The `async`/`await` keywords in C# provide convenient ways of managing resource-intensive applications, which are more common in front-end languages such as Javascript libraries. Methods that return `Task<T>` types can be crowned with the `async` keyword, and when calling these methods in a UI handler or service workflow, we can use the `await` on the methods to tell C# to yield the control back to its caller until the background job is finished. By yielding the control on resources-intensive calls, we are able to allow UI to be more responsive and make the service more elastic.
The core of the `async` and `await` are the `Task<T>` class. When using it along with the `async` keyword as the return type of a method, we indicate that the method has promised to return an object of the `T` type (for methods that wouldn't return any value, use `Task` as the return type instead). `Task<T>` is a sophisticated topic of its own, for more information, please refer to the official documents: [Task Class](https://docs.microsoft.com/en-us/dotnet/api/system.threading.tasks.task?view=netframework-4.7.1).
Once encountering `async` methods, the work will be queued in a thread-pool for execution, while the caller will continue its execution without waiting on the return values from the `async` methods.

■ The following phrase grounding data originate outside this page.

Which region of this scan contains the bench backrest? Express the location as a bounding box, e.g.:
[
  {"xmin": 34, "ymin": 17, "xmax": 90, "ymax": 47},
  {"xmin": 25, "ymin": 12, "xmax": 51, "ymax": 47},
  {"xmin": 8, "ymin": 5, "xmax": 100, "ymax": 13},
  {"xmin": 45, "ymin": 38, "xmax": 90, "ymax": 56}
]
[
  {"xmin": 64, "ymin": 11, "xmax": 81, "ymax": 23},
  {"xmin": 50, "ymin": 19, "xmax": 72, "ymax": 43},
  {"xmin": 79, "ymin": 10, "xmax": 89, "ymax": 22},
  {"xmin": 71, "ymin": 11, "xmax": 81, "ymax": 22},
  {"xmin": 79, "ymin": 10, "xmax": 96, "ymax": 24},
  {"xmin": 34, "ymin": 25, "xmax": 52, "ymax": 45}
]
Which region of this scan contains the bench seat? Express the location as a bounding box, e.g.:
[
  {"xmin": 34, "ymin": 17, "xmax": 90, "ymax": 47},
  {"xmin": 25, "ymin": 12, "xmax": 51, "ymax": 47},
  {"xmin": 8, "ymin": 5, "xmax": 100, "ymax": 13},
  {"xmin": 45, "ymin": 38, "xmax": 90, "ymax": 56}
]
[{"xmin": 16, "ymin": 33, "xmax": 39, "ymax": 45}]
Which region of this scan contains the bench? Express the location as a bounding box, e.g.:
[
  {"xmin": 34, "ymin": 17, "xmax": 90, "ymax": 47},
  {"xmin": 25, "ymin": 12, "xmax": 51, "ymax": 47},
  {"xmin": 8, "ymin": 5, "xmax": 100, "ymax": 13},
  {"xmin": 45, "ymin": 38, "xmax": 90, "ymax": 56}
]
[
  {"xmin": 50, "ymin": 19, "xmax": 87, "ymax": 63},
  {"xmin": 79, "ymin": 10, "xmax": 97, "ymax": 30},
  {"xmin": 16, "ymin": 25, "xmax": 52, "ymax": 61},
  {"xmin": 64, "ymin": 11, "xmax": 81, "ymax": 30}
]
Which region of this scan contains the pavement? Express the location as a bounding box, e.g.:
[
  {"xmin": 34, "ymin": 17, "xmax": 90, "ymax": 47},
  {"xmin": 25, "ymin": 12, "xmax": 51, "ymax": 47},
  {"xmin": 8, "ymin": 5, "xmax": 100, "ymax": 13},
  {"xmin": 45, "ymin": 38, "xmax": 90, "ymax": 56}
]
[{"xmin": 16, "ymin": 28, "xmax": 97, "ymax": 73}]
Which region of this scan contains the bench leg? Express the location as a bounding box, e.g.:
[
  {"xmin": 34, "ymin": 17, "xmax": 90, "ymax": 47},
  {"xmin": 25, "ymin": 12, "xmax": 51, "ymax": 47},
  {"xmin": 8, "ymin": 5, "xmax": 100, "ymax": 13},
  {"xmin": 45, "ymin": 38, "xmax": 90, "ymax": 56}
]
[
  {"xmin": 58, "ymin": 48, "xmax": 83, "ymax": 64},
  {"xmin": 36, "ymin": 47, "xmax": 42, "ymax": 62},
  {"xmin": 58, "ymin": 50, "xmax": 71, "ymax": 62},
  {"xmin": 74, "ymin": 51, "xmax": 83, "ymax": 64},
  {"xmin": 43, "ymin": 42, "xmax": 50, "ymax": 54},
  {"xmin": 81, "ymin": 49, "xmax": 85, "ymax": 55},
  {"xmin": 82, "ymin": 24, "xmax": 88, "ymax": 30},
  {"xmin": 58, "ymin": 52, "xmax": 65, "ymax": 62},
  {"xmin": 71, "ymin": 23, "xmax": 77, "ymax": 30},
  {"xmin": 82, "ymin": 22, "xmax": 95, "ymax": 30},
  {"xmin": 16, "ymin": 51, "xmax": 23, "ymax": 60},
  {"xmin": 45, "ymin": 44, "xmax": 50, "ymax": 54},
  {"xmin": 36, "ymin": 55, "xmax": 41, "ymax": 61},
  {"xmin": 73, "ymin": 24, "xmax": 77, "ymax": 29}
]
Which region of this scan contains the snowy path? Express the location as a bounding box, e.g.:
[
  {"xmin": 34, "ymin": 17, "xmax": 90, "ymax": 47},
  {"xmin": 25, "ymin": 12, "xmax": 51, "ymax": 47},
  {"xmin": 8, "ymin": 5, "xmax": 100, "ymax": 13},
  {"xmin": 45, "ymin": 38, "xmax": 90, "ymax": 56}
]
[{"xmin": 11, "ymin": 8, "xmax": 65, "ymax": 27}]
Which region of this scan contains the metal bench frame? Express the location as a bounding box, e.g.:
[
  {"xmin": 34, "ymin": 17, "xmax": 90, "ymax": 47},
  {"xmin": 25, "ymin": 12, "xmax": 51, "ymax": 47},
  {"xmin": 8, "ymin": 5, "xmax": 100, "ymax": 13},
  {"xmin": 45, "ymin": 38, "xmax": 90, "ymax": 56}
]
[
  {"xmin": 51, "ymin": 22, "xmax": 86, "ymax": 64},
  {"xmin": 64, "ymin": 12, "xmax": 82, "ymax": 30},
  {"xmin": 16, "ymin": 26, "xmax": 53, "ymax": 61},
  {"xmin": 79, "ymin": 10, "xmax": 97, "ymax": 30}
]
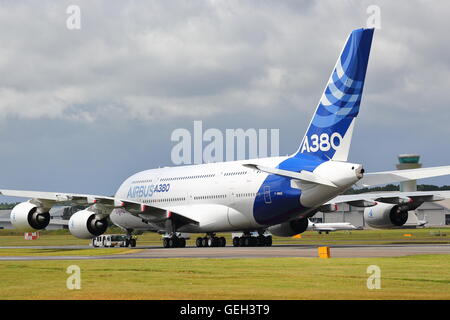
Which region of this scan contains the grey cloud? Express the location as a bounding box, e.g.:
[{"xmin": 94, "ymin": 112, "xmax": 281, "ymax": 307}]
[{"xmin": 0, "ymin": 0, "xmax": 449, "ymax": 196}]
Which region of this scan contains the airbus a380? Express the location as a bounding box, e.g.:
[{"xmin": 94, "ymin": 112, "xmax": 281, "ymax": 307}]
[{"xmin": 3, "ymin": 28, "xmax": 450, "ymax": 248}]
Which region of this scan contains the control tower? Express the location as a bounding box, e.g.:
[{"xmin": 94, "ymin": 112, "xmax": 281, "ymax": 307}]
[{"xmin": 396, "ymin": 154, "xmax": 422, "ymax": 192}]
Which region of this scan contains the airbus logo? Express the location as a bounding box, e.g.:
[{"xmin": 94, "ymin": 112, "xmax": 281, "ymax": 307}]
[{"xmin": 126, "ymin": 183, "xmax": 171, "ymax": 199}]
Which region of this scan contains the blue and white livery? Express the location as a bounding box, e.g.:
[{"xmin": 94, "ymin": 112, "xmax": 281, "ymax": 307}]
[
  {"xmin": 3, "ymin": 28, "xmax": 450, "ymax": 248},
  {"xmin": 298, "ymin": 28, "xmax": 373, "ymax": 161}
]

However, in most occasions, our UI and service rely on the values returned from the `async` methods: for example, when we query a local database using the `async` methods, we would eventually want to know what are the query results and act on them, synchronously. This is where the `await` keyword shall be used: if using the `await` keyword when invoking an `async` method, the caller will pause the execution until a result is returned from the `async` method, and meanwhile, the parent method will continue execution without waiting on the caller to finish. With that said, any method that uses `await` keyword have to be an `async` function itself -- this is enforced by the C# compiler as well, if using Visual Studio to write your C# code, the IDE will warn you if a method violate the `async-await` contract.